I did not mean to suggest that an actual regression analysis based on data samples would have exactly that result.
Perhaps the point of the exercise is to find systematic errors in the measurements so that they can be corrected. It still seems rather fraught since protein is only 3-3.5% of whole milk. It doesn't take much percentage error in the water content to make inroads into that.
One thing I may have misinterpreted is water v. moisture. I've taken these to refer to the same thing.

5. Jun 29, 2012

### chiro

Thanks for clearing that up.

The thing is that with a lot of people who haven't studied statistics or at least practiced it in some depth tend to treat these techniques in a way that is without understanding.

It's not good when you get another science or engineering student that applies a regression without knowing issues surrounding its use.

Also the main issue I had with your post is the water vs moisture: They might be the same thing but we have to be careful. Moisture may be related to, or be derived from water but it may not be equivalent. If this guy is going to base a paper or a project on this kind of advice, it's better to be a little anal to make sure. I personally would hate being a scientist that has to quadruple check things consistently, but it would be a waste for them to go to all that effort and then misuse a bit of statistics to screw up the whole thing.

The other thing is that the post does have an implication that he is trying to predict protein given other predictors and this kind of thing is a timebomb waiting to happen for scientists when they don't know the context of when models are OK or misleading and in depth.

It's not saying they are somehow stupid, just that statistics is not the focus for them: the focus is science and that's understandable.

6. Jun 29, 2012

### viraltux

Being anal might help in the peer-reviewing process but I'd say it is a bit backward

7. Jun 29, 2012

### autobot.d

Sorry about that, water = moisture, typo. They are all percentages and I had the same problem is that is does not make sense to make a linear equation out of something that should all add up to 100 percent. The problem is that protein is not measured but the other things are so I am thinking a better way to find out protein content is to see how accurate the measurements are then make a confidence interval of what the protein could be.

I really appreciate the responses and sorry for not being clear in my original post.

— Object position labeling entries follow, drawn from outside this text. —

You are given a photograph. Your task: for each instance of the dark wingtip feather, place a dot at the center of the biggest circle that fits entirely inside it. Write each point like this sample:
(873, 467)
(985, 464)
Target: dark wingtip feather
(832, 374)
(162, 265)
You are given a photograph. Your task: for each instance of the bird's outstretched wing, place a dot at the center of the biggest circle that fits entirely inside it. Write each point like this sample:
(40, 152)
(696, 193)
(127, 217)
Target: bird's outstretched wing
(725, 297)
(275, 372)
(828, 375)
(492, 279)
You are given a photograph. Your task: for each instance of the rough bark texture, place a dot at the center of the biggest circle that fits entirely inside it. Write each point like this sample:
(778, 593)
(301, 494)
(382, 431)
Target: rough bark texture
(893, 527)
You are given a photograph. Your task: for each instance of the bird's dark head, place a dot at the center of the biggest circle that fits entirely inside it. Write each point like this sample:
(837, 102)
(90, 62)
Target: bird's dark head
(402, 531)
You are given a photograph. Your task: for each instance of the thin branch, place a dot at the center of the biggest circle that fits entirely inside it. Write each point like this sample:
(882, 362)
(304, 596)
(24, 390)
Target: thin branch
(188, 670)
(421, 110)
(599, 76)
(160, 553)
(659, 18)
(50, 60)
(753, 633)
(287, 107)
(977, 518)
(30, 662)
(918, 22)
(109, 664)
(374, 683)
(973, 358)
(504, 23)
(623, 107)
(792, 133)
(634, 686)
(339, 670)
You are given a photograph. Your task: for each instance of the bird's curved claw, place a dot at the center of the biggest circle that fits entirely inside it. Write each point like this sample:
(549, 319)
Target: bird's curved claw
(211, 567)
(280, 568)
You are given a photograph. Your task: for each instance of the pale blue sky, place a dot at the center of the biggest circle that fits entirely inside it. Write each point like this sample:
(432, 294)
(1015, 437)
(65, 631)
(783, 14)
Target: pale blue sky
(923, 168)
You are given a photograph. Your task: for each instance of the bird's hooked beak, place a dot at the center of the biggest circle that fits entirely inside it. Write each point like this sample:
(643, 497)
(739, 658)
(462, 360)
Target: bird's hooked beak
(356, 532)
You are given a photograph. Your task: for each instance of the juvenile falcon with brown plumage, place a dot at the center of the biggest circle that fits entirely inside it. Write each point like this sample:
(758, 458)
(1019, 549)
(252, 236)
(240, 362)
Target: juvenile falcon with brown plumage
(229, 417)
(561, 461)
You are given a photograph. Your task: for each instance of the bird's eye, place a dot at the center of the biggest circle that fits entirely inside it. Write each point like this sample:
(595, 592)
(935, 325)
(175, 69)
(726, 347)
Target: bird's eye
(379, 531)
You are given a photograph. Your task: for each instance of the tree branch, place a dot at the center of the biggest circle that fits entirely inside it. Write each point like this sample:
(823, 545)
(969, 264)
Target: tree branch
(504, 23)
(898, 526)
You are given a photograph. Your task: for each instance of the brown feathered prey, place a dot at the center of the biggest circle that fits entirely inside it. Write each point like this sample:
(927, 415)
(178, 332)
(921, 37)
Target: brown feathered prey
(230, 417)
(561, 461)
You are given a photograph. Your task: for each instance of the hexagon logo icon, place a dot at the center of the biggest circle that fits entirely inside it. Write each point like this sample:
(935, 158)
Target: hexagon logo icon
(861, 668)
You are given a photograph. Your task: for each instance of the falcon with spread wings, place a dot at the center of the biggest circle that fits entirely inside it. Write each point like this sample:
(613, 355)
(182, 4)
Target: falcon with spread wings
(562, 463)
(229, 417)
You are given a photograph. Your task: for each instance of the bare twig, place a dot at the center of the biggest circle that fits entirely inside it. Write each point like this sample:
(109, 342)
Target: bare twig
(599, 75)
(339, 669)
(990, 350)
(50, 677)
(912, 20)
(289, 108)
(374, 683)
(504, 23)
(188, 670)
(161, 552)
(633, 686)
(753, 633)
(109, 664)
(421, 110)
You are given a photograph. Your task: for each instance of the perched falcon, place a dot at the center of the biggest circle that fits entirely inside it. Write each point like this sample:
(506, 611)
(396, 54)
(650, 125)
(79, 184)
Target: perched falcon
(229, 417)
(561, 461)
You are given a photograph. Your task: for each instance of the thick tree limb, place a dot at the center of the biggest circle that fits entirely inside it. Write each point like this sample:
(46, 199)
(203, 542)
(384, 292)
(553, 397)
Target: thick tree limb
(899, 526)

Thanks!

8. Jun 29, 2012

### autobot.d

Does this make sense? Since the equation is

Protein + Water + Fat ~= 96% of total milk weight (the total is the average from data)

Hypothesis test:

H0 := (Water + Fat) - Protein = 45.1 (average difference obtained from data)
H1 := (Water + Fat) - Protein != 45.1

Does this seem like a more appropriate test? It does to me so any criticism would be most appreciated. Thanks!

9. Jun 29, 2012

### SW VandeCarr

10. Jun 29, 2012

### autobot.d

Well in this case the error term would come from the measuring device which in our case can safely be assumed to be ε~NID(0,σ)

so the equation would look like

protein = β + water*γ + fat*δ + ε

Again, to me it still seems like a regression on this might be inappropriate since

protein + water + fat + ε ~= 96%

b/c then the equation should just be

protein = 96% - water - fat + ε
just constants and an error term without a linear term. Thanks for the help. I think one little push and I will understand this. Thanks.
(Also, I am a mathematician just more pure mathematics now getting masters in applied math if that helps...)

11. Jun 29, 2012

### haruspex

Perhaps it's a question of systematic errors versus random ones. E.g. the analysis might reveal that when the water content is high the fat content tends to be overestimated. If so, [1] would yield a better estimate of protein than would [2].

12. Jun 29, 2012

### autobot.d

Thank you so much haruspex for sticking with me. I think you are on to something and I will spend tonight studying the difference and maybe have a more well formed question tomorrow. Thanks again everybody!